Senior Site Reliability Engineer
About the Senior Site Reliability Engineer role
We’re seeking a senior infrastructure-focused engineer to help operate and scale a complex production platform where reliability, performance, and visibility are first-class concerns. You’ll work closely with software engineers and data-focused teams to design, automate, and run the systems that support large-scale data processing, machine learning workloads, and low-latency services.
This role is best suited for a hands-on infrastructure or systems engineer with strong SRE experience, rather than a narrowly scoped, cloud-only SRE.

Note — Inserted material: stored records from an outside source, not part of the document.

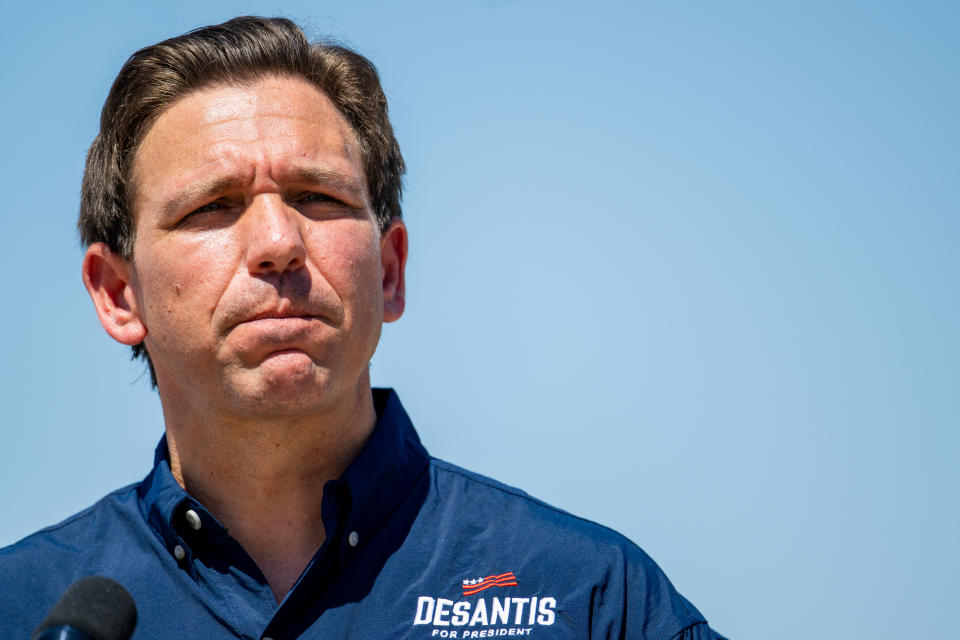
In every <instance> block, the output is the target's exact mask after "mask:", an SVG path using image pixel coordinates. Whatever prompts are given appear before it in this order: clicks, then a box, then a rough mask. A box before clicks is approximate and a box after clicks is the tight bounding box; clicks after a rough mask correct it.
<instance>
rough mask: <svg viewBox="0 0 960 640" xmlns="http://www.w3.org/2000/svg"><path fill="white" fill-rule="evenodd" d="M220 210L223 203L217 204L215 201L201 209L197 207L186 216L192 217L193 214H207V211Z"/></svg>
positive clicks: (200, 208) (204, 205)
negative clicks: (200, 213)
mask: <svg viewBox="0 0 960 640" xmlns="http://www.w3.org/2000/svg"><path fill="white" fill-rule="evenodd" d="M222 208H223V203H221V202H217V201H214V202H208V203H207V204H205V205H203V206H202V207H197V208H196V209H194V210H193V211H191V212H190V213H188V214H187V216H192V215H195V214H198V213H207V212H209V211H216V210H218V209H222Z"/></svg>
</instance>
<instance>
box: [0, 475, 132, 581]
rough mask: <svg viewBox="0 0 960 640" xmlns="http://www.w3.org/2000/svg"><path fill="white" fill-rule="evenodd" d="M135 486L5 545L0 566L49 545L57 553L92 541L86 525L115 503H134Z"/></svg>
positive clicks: (83, 544)
mask: <svg viewBox="0 0 960 640" xmlns="http://www.w3.org/2000/svg"><path fill="white" fill-rule="evenodd" d="M138 485H139V483H136V482H135V483H133V484H129V485H127V486H125V487H121V488H119V489H117V490H115V491H111V492H110V493H108V494H107V495H105V496H103V497H102V498H100V499H99V500H97V501H96V502H95V503H93V504H92V505H90V506H89V507H87V508H86V509H83V510H81V511H78V512H77V513H75V514H73V515H71V516H69V517H67V518H65V519H64V520H62V521H60V522H58V523H56V524H52V525H50V526H47V527H44V528H42V529H40V530H38V531H35V532H33V533H31V534H30V535H28V536H26V537H25V538H22V539H21V540H18V541H17V542H14V543H13V544H11V545H9V546H6V547H2V548H0V563H2V562H3V561H4V560H7V559H9V558H12V557H15V556H19V555H22V554H24V553H29V552H30V551H36V552H43V550H44V548H46V547H48V546H50V545H54V546H56V547H57V548H58V549H59V550H61V551H62V550H70V549H74V550H76V551H79V550H80V549H81V548H82V547H83V546H84V545H85V543H88V542H94V541H95V537H96V536H95V534H94V532H93V531H92V529H91V527H89V526H88V525H89V522H90V521H91V520H92V519H95V518H96V517H97V516H98V515H99V514H100V513H102V512H103V511H104V510H107V509H113V508H114V507H116V506H117V503H118V502H122V501H125V500H129V499H134V500H135V499H136V491H137V486H138Z"/></svg>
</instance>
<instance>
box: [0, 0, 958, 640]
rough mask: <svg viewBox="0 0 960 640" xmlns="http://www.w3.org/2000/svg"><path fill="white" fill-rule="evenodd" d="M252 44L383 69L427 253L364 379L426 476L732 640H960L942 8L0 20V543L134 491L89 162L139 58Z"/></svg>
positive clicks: (147, 385) (298, 5)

This role is highly hands-on and spans the full lifecycle of infrastructure—from architecture and automation to incident response and continuous improvement. You’ll have broad ownership across the stack, with direct responsibility for infrastructure architecture decisions, operational practices, and how reliability and observability are implemented as systems scale.
As the platform scales to support larger data volumes, more compute-intensive workloads, and lower-latency services, this role plays a critical part in ensuring reliability keeps pace with growth.
Salary/OTE: $170,000 - $250,000
Location: San Francisco, CA (onsite)
- Architect, operate, and evolve scalable infrastructure supporting data-driven and compute-intensive workloads, including ownership of key architectural tradeoffs
- Improve platform stability and performance through automation, observability, and capacity forecasting
- Build and maintain deployment workflows, release automation, and configuration management systems
- Define, own, and continuously improve operational practices including monitoring, alerting, on-call processes, and incident response workflows
- Partner cross-functionally to embed reliability and performance best practices into engineering workflows
- Maintain a strong security and operational posture across production environments
- Lead incident reviews and drive long-term corrective and preventative improvements
- This role is on-site in San Francisco to enable close collaboration with platform, data, and hardware-adjacent engineering teams.
What Will Help You Succeed
- 8+ years of experience in infrastructure, SRE, or systems engineering roles
- 5+ years working close to physical infrastructure, systems administration, and/or networking environments supporting production workloads
- Deep experience with containerized systems and orchestration platforms (Docker, Kubernetes)
- Strong command of Linux internals, networking fundamentals, and performance optimization
- Hands-on experience with infrastructure-as-code tools such as Terraform and Ansible
- Ability to write and maintain clean, reliable automation using tools such as Bash and Python
- Practical experience implementing observability stacks (metrics, logs, tracing)
- Familiarity with modern CI/CD pipelines and deployment tooling
- Strong troubleshooting skills across distributed systems
- Clear communicator who works effectively across engineering disciplines
- No sponsorship available
- Experience taking systems from earlier-stage architectures to more mature, production-hardened platforms is highly valued.